10.Regulatory effect of NO signaling on expression of human endogenous coagulation factorⅧby phosphorylation of I-kappaB
Quan WEN ; Yuxia HE ; Yunfei ZHOU ; Juan WANG ; Jun ZHANG
Journal of Jilin University(Medicine Edition) 2014;(6):1155-1160
Objective To set up the molecular cytobiological model of endogenous coagulation factor Ⅷ (FⅧ) re-expressing in human liver cells L02,and to study the regulation pathway and molecular basis of the re-expression of FⅧ in L02 cells activated by NO signal.Methods The L02 cells at logarithm growth phase were selected and randomly divided into blank control group and experimental group, inhibitor group and inhibitor control group;they were cultured for 0,12,24,36,48,and 60 h.Flow cytometry was used to detect the expression of human FⅧ protein in L02 cells after treated for 48 h.Griess experiment was performed to detect the levels of NO in L02 cells at different time points;the transcription levels of human FⅧ gene,iNOS gene,NF-κB1 gene and I-κB alpha gene were detected by RT-PCR method.Western blotting method was used to detect the expression levels of human phosphorylated I-kappaB (phosphorylated I-κB)in L02 cells.Results The results of flow cytometry showed that the expression of human L02 FⅧ protein was found after treated with L-arginine for 48 h.
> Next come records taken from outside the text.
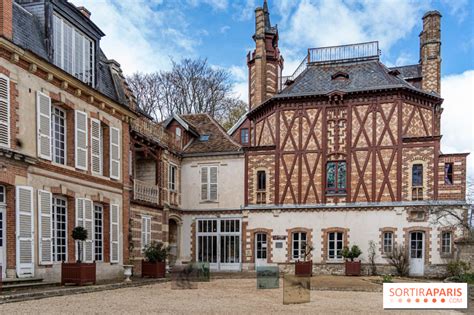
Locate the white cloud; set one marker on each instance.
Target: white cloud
(458, 115)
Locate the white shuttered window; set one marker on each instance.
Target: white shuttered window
(96, 146)
(43, 124)
(114, 233)
(4, 111)
(209, 183)
(81, 140)
(115, 153)
(45, 225)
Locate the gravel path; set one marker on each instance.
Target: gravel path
(226, 296)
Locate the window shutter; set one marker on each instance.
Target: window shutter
(114, 233)
(81, 139)
(213, 183)
(43, 114)
(24, 231)
(45, 225)
(114, 153)
(4, 111)
(96, 146)
(204, 183)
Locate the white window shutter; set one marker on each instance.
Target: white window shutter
(24, 232)
(114, 153)
(204, 183)
(213, 183)
(96, 147)
(81, 139)
(43, 124)
(4, 111)
(45, 224)
(114, 233)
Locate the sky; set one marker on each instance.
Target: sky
(143, 35)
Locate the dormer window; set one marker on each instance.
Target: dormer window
(73, 50)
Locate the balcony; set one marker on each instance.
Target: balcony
(146, 192)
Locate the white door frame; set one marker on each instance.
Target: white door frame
(417, 254)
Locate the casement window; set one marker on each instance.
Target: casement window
(298, 245)
(387, 242)
(73, 50)
(96, 147)
(81, 143)
(98, 232)
(58, 128)
(244, 136)
(335, 244)
(115, 153)
(172, 170)
(446, 243)
(45, 223)
(85, 218)
(448, 173)
(146, 231)
(114, 233)
(43, 125)
(209, 183)
(4, 111)
(261, 187)
(417, 181)
(336, 177)
(59, 229)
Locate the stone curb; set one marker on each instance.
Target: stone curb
(27, 296)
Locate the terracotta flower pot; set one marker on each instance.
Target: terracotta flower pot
(304, 268)
(153, 269)
(353, 268)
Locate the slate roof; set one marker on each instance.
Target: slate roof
(218, 142)
(363, 75)
(28, 34)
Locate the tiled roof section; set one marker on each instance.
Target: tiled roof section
(409, 72)
(27, 31)
(363, 75)
(218, 140)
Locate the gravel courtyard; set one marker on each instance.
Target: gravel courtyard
(223, 296)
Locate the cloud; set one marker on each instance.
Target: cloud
(458, 115)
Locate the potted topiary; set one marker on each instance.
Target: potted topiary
(154, 264)
(352, 266)
(305, 267)
(78, 272)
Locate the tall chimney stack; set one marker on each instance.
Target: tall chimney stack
(6, 19)
(430, 52)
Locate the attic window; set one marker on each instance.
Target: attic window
(340, 75)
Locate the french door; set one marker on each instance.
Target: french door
(219, 243)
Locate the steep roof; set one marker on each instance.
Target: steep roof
(218, 142)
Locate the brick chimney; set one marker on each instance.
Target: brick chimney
(430, 52)
(6, 17)
(265, 63)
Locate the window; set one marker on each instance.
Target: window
(73, 51)
(172, 177)
(335, 244)
(146, 231)
(417, 181)
(336, 177)
(446, 243)
(58, 121)
(387, 242)
(299, 245)
(59, 229)
(261, 187)
(244, 136)
(448, 173)
(99, 231)
(209, 183)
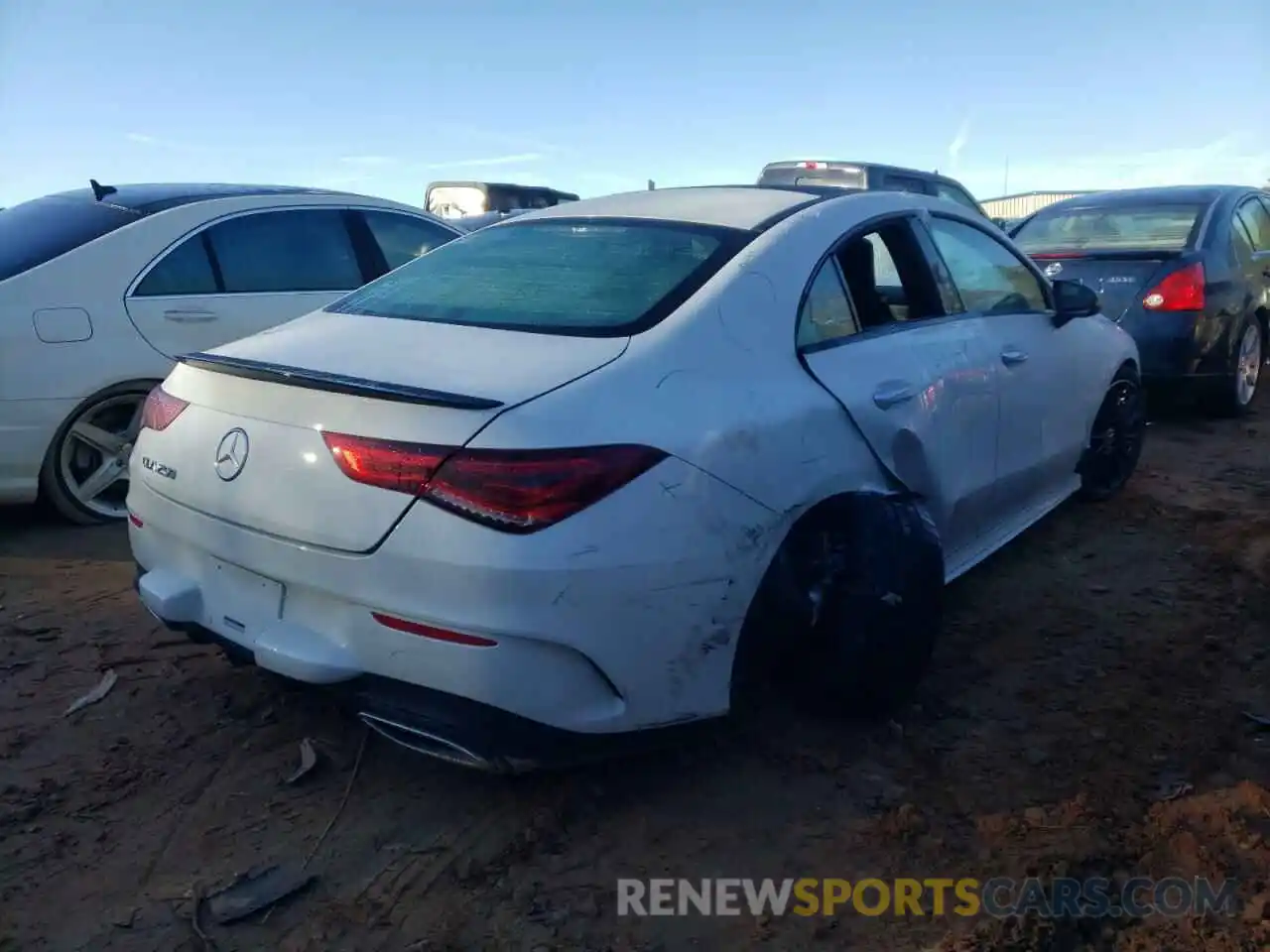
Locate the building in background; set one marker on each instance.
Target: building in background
(1024, 203)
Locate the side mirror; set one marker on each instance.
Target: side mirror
(1074, 299)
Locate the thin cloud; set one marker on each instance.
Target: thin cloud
(959, 140)
(1223, 160)
(367, 159)
(494, 160)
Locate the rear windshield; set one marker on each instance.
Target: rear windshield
(574, 277)
(1155, 227)
(44, 229)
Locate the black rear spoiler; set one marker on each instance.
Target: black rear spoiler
(334, 382)
(1160, 254)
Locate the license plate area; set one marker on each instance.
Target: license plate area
(239, 603)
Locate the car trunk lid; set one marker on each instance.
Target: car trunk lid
(249, 447)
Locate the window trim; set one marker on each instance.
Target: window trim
(206, 226)
(1047, 290)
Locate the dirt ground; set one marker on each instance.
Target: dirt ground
(1084, 716)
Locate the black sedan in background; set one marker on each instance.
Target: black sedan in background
(1184, 270)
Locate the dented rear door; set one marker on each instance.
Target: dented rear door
(924, 397)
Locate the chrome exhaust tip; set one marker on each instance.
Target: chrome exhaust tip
(429, 744)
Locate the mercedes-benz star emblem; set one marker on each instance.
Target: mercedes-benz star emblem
(231, 453)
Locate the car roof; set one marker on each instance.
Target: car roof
(1191, 194)
(746, 207)
(878, 167)
(149, 198)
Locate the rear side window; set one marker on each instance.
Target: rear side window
(1256, 220)
(581, 278)
(1147, 227)
(403, 238)
(45, 229)
(302, 249)
(988, 277)
(185, 271)
(826, 313)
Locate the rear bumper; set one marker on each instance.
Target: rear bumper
(621, 619)
(454, 729)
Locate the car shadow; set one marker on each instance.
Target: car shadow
(36, 532)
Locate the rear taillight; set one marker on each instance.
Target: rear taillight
(160, 409)
(1180, 291)
(386, 463)
(513, 490)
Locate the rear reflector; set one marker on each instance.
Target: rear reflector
(160, 409)
(512, 490)
(1180, 291)
(427, 631)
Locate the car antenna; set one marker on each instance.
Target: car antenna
(100, 190)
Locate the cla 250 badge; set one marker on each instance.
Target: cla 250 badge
(159, 468)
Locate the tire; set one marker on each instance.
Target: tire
(1115, 439)
(1236, 393)
(865, 638)
(94, 442)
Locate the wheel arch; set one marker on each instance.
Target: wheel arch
(779, 603)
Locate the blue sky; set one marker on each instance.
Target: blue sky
(599, 95)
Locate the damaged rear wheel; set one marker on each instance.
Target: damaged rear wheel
(853, 604)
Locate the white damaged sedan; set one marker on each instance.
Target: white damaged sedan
(549, 486)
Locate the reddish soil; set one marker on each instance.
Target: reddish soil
(1084, 716)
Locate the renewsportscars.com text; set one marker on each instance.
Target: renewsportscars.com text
(998, 897)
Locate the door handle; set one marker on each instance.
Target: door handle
(190, 316)
(1011, 356)
(893, 393)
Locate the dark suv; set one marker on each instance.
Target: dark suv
(867, 176)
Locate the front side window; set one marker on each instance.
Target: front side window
(585, 278)
(291, 250)
(185, 271)
(826, 312)
(987, 275)
(403, 238)
(1137, 227)
(45, 229)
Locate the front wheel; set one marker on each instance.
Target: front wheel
(1237, 391)
(1115, 440)
(85, 472)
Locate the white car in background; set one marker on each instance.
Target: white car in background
(539, 490)
(103, 287)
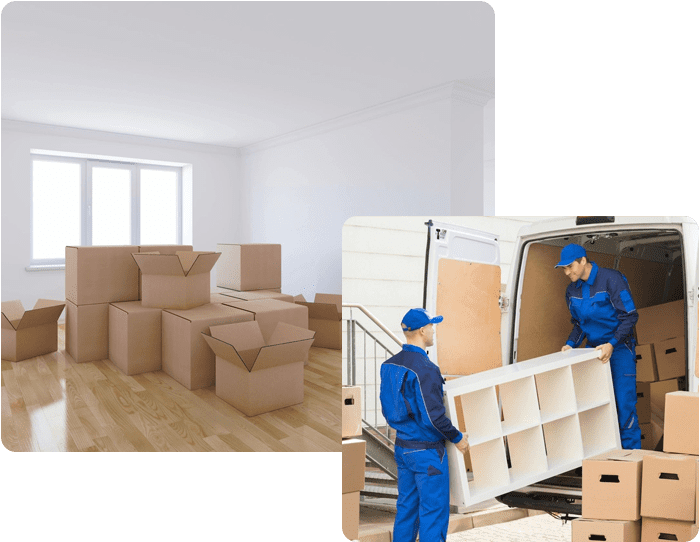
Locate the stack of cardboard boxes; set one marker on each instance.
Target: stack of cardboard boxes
(353, 460)
(660, 365)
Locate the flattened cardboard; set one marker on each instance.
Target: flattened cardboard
(669, 483)
(101, 274)
(681, 423)
(249, 266)
(134, 337)
(584, 530)
(353, 465)
(351, 397)
(87, 331)
(185, 354)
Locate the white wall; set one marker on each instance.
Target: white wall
(216, 193)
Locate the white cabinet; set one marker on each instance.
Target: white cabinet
(549, 413)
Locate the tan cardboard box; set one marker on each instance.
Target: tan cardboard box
(87, 331)
(644, 402)
(175, 281)
(134, 337)
(670, 357)
(30, 333)
(255, 375)
(646, 364)
(185, 354)
(669, 484)
(681, 423)
(583, 530)
(351, 515)
(661, 322)
(611, 485)
(351, 411)
(353, 465)
(101, 275)
(325, 315)
(249, 267)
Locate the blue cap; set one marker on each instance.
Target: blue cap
(570, 253)
(418, 318)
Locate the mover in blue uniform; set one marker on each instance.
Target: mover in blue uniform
(412, 403)
(603, 312)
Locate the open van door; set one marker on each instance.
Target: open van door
(463, 284)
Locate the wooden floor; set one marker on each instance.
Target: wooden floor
(51, 403)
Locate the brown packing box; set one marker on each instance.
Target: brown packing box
(669, 484)
(325, 315)
(87, 331)
(255, 375)
(31, 333)
(101, 275)
(583, 530)
(249, 267)
(185, 354)
(134, 337)
(670, 357)
(351, 411)
(661, 322)
(644, 402)
(611, 485)
(646, 364)
(175, 281)
(351, 515)
(353, 465)
(681, 423)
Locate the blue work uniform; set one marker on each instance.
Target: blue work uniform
(602, 310)
(412, 403)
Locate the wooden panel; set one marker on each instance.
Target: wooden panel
(469, 339)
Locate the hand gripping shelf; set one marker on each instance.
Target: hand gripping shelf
(555, 411)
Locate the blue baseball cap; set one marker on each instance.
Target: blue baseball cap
(418, 318)
(570, 253)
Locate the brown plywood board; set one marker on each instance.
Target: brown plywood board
(469, 338)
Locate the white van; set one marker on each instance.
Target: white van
(489, 328)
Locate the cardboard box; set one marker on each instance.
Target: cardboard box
(669, 483)
(681, 423)
(646, 363)
(351, 411)
(611, 485)
(175, 281)
(353, 465)
(654, 530)
(351, 515)
(30, 333)
(670, 358)
(255, 375)
(101, 274)
(583, 530)
(325, 315)
(134, 337)
(249, 267)
(87, 331)
(644, 402)
(185, 354)
(661, 322)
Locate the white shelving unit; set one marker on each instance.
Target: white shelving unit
(555, 411)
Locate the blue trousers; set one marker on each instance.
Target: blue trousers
(424, 495)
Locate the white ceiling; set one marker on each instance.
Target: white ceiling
(231, 73)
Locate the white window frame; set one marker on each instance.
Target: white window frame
(86, 165)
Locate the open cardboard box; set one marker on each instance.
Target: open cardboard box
(175, 281)
(255, 375)
(30, 333)
(325, 315)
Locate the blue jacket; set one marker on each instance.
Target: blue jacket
(601, 309)
(411, 396)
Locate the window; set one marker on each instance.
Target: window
(80, 201)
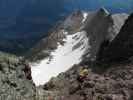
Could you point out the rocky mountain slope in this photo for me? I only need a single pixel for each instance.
(73, 45)
(78, 38)
(121, 47)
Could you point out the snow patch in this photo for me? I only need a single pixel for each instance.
(63, 58)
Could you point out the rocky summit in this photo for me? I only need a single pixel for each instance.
(86, 56)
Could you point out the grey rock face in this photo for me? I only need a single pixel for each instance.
(120, 48)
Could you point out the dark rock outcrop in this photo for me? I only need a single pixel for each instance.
(120, 49)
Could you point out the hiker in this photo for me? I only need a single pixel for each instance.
(82, 74)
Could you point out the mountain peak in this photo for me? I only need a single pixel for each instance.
(103, 11)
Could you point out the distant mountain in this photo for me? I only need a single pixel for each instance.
(77, 39)
(26, 22)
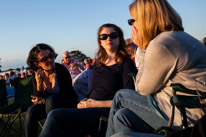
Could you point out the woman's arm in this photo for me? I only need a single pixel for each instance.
(128, 67)
(94, 103)
(159, 63)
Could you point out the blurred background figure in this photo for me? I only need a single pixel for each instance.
(203, 41)
(72, 65)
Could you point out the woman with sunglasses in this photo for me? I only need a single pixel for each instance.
(110, 73)
(167, 55)
(52, 87)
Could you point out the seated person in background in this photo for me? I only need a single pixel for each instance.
(88, 63)
(131, 48)
(110, 73)
(168, 55)
(72, 65)
(52, 87)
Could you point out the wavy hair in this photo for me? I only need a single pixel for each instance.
(101, 55)
(154, 17)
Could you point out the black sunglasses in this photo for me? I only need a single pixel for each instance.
(131, 21)
(112, 35)
(51, 55)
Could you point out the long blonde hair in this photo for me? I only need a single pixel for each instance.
(154, 17)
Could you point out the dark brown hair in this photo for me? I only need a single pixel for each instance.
(101, 55)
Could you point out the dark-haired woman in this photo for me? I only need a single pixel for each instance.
(52, 87)
(110, 73)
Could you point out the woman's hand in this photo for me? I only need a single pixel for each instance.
(39, 76)
(38, 100)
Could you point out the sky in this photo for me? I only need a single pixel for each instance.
(73, 25)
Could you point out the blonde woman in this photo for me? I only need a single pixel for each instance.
(167, 55)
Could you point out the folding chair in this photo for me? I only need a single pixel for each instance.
(23, 89)
(197, 100)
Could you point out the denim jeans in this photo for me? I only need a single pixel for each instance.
(73, 122)
(130, 112)
(39, 111)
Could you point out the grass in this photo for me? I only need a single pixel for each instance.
(15, 131)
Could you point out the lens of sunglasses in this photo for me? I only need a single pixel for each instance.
(112, 35)
(51, 56)
(131, 21)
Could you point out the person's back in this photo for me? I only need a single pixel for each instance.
(186, 62)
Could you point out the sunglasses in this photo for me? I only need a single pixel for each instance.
(51, 55)
(131, 21)
(112, 35)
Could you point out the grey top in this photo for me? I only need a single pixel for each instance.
(172, 57)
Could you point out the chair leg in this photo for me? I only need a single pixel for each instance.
(40, 124)
(183, 117)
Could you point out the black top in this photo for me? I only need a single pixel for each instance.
(64, 81)
(107, 80)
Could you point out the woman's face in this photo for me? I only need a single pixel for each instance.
(134, 34)
(46, 60)
(109, 39)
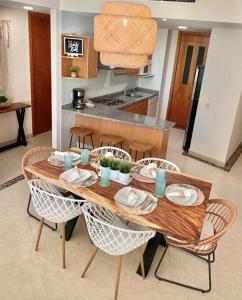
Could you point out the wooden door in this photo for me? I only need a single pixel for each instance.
(40, 70)
(191, 51)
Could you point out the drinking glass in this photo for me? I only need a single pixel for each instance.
(84, 156)
(160, 183)
(68, 159)
(105, 176)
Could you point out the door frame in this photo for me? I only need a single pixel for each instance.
(179, 39)
(43, 15)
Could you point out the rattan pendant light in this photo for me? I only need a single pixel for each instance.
(124, 34)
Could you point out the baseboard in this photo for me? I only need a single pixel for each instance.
(14, 141)
(215, 163)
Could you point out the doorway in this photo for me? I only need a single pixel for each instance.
(191, 52)
(40, 71)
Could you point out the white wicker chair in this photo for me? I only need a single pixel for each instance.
(52, 206)
(162, 163)
(112, 236)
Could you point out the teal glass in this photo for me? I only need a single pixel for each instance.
(105, 176)
(160, 183)
(68, 159)
(85, 156)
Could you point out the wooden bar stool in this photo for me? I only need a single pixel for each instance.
(139, 147)
(111, 140)
(81, 132)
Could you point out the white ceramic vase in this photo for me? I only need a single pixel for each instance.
(114, 174)
(124, 178)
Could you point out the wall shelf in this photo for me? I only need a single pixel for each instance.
(87, 63)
The Griess results showed that the levels of NO in L02 cells in experimental group were significantly increased at 3,6,12,and 24 h (P<0.05)and the levels of NO in blank control group,inhibitor group and inhibitor control group had no changes. The RT-PCR results showed that the transcription of human FⅧ mRNA in L02 cells was found in experimental group,but there was no transcription of human FⅧ mRNA in blank control group,inhibitor group and inhibitor control group;the transcription levels of iNOS,NF-κB1 and I-κB alphain experiment group were increased(P<0.05)and the transcription levels of these genes in blank control group,inhibitor group and inhibitor control group had no changes. The Western blotting results showed that after adding L-arginine the expression level of phosphorylated I-κB was significantly increased (P < 0.05 ), other groups had no such change. Conclusion L-arginine can activate the phosphorylation of I-κB by NO signal pathway to lead to the changes in the expression of human FⅧ gene promoter upstream regulatory-related transcription factors NF-κB to activate the expression of human FⅧ in human liver cells L02.